As noted, the review will draw on lessons learned in the quality-related work already undertaken and in progress by OSR. It will complement this by drawing on material on methodology and quality published by ONS and by undertaking additional case studies that focus on specific ONS outputs.
The timing of the reporting will reflect the availability of resources within OSR.
Work Plan
Reflecting the sequential approach to be adopted by the review, initial work will be focused on the first phase of the review, covering the adequacy of data sources.
The work plan for the second and third phases of the review will be developed in the light of evidence gathered during the first phases.
This document will be updated as the review progresses.
To assess progress in using administrative and private sector data, we will review ONS’s published documents. Progress will be considered in the context of the Bean Review recommendations, ONS’s own objectives and timelines as set out in the various iterations of its strategy documents and user needs. Gaps in the available documentation will be addressed through roundtable discussions with relevant ONS staff (including ex-ONS employees). Engagement with key users will inform the assessment of how well the use of administrative and private sector data is meeting their needs.
Barriers to the greater use of administrative data will also be investigated through discussion with ONS staff and GSS (Government Statistical Service) staff in other government departments. In particular, we will focus on the existence and effectiveness of cross-government processes in place to promote and incentives data sharing.

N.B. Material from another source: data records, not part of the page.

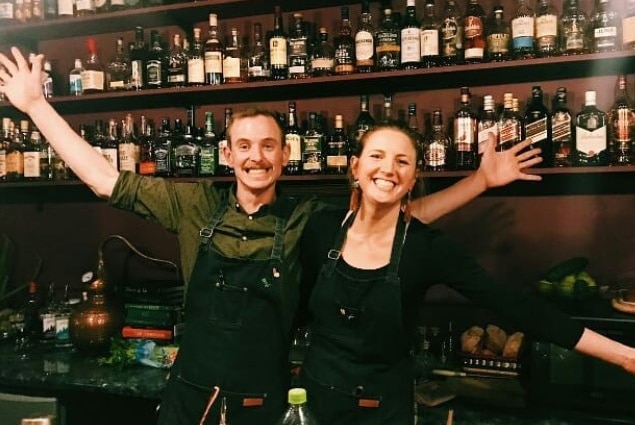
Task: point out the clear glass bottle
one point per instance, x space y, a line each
622 125
430 36
562 130
522 25
365 40
498 33
546 29
591 138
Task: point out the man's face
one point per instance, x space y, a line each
256 153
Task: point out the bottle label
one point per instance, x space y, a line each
590 142
294 141
430 42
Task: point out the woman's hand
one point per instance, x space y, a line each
501 168
21 82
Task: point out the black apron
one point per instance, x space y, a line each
358 368
234 338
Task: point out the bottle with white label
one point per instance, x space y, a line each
591 136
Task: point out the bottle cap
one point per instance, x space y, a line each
297 396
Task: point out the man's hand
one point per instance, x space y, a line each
21 83
501 168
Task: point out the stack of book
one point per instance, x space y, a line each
154 311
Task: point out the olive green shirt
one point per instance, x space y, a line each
184 208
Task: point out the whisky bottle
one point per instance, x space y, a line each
498 34
523 31
538 125
293 139
464 139
337 149
213 54
93 77
410 35
344 46
365 41
323 56
562 130
208 149
258 58
474 33
606 27
487 124
298 48
430 36
622 125
223 168
278 48
118 72
546 29
177 64
574 29
437 145
591 143
195 61
387 43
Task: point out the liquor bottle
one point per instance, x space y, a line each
177 64
156 64
278 48
437 145
110 144
323 56
430 36
75 79
258 60
365 41
298 48
574 29
208 149
363 123
546 29
195 61
522 25
344 46
186 154
464 138
213 54
410 35
562 130
93 72
538 125
622 125
233 72
337 149
498 35
118 70
147 159
297 413
163 150
128 148
223 168
474 32
293 139
451 48
606 27
487 124
387 43
628 26
591 143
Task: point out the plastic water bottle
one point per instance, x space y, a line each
297 413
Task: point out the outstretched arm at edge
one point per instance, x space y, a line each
496 169
21 83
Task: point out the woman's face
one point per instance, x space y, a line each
386 167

To the extent possible based on available material, ONS’s progress in using administrative and private sector data will be compared with that of other NSIs. Such comparisons may be challenging as they will need to take account of differences in the legal and institutional context (for example, the role of Identity Cards).

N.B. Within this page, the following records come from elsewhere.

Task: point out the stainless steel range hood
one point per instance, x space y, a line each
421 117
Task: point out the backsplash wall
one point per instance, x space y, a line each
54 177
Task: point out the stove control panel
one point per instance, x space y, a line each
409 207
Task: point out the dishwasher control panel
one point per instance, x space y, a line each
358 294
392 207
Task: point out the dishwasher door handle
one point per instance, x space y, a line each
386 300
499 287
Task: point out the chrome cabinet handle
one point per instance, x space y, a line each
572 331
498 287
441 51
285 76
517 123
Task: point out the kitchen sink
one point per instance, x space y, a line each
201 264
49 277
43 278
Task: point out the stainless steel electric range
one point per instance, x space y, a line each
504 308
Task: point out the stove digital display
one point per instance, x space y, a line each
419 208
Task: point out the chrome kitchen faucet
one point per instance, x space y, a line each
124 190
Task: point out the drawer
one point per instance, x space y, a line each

Regarding the role of surveys, ONS’s published documents will be used to identify and describe the key features of the main source surveys for the National Accounts and related economic statistics. The features considered will include the sources used for weighting.

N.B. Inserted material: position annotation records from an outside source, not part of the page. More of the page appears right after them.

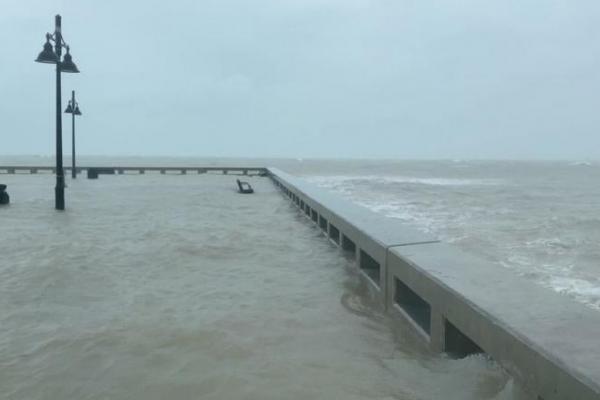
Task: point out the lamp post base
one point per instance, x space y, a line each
59 192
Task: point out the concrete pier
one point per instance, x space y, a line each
460 304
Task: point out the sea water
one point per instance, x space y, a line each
174 286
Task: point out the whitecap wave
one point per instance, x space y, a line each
338 179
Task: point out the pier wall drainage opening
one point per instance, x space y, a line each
457 344
334 234
323 223
417 309
348 245
370 267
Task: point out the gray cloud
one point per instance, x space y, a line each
311 78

We will particularly focus on assessing achieved sample sizes and survey design in the context of surveys’ relative importance for ONS’s key outputs. This work will also draw on OSR’s previous assessments of individual economic statistics, and additional case studies if appropriate.
Changes in response rates over time will be investigated. To the extent possible, we will assess the experience of other NSIs in this area to provide context.
We will also consider changes to sample size or survey design to reflect the increasing use of administrative data. Again, any gaps that may result from limitations in the availability of published material will be addressed through discussion with ONS staff.
Finally, we will assess the transparency of ONS’s messaging around its achieved sample sizes and the resulting implications for quality and uncertainty.